Insufficient support from local stakeholders within Morogoro region might have been among the obstacles towards effective implementation of larviciding. Engagement of other stakeholders particularly non-government organizations (NGOs) have shown to yield fruitful impact in the malaria control. For instance, collaboration between Urban Malaria Control Programme (UMCP) and Ifakara Health institute (IHI) in Dar-es-Salaam during early 2000s towards malaria control through larval source management led to a significant impact [25]. Thus, effective engagement of these NGOs such as IHI will somewhat ensure smooth implementation of larviciding through resources provision and/or capacity building.

The present study also revealed insufficient “early-on” involvement of VSOs and ward health officers during the budgeting and implementation planning. MFPs attend all council’s meeting that involve malaria control initiatives through district technical committee [50], and often instruct the VSOs and ward health officers on the way forward. This could lower the sense of ownership towards the larviciding programme. Adequate involvement of VSOs and ward health officers could strengthen the implementation of the programme, apart from VSOs holding a special training on disease-vectors control but also majority have spent significant number of years in the localities.
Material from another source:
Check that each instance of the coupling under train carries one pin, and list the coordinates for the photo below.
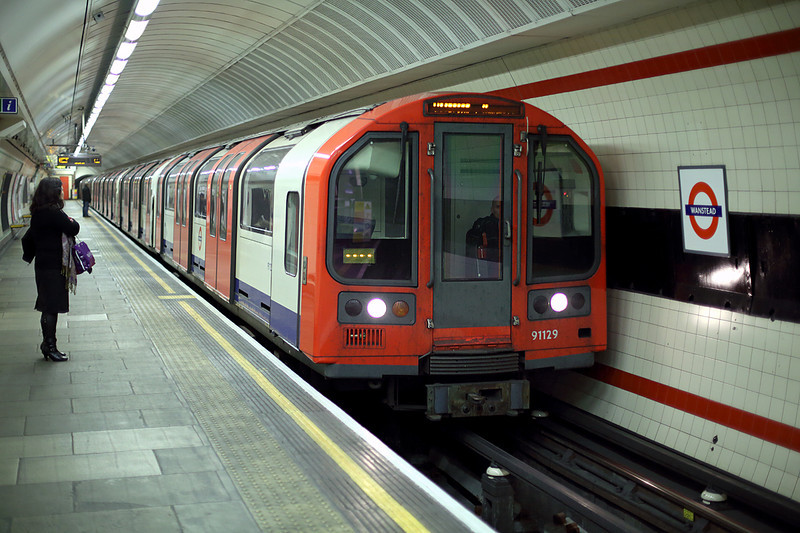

The study results should be interpreted in the light of several limitations. A response bias may have resulted partially inaccurate responses on the survey. Social desirability bias may have resulted in respondents saying ‘I don’t know’ to most of the statements that assessed their perceptions of larviciding as a majority had early-on indicated that they were not aware of this intervention. Demand characteristics may have also resulted from both the key informants who may have reported insufficient knowledge or lack of resources hoping that these would be provided to them. In addition, the present study did not include district medical officers (DMO) who also plays a crucial role in planning, coordinating and implementing the delivery of health services at the district level [30].


Both communities and district-level malaria control officials widely supported the larviciding programme, however, there were gaps in technical knowledge, implementation and stakeholder engagement. To maximize the overall impact of the programme, training efforts should be intensified, particularly for identification of aquatic habitats for important vectors and formal training should be given to the actual implementers (i.e. CHWs and volunteers) not just MFPs, VSOs and ward health officers. Standard technical principles for application of larvicides should strictly be adopted and improvement on financing at a district-level implementation. Furthermore, engagement of community members and other stakeholders such as NGOs should be improved to maximize awareness, participation and sustainability of the programme. These lessons learnt from Morogoro region shed the light for other malaria endemic areas on the possibility of deploying larviciding for malaria control or elimination.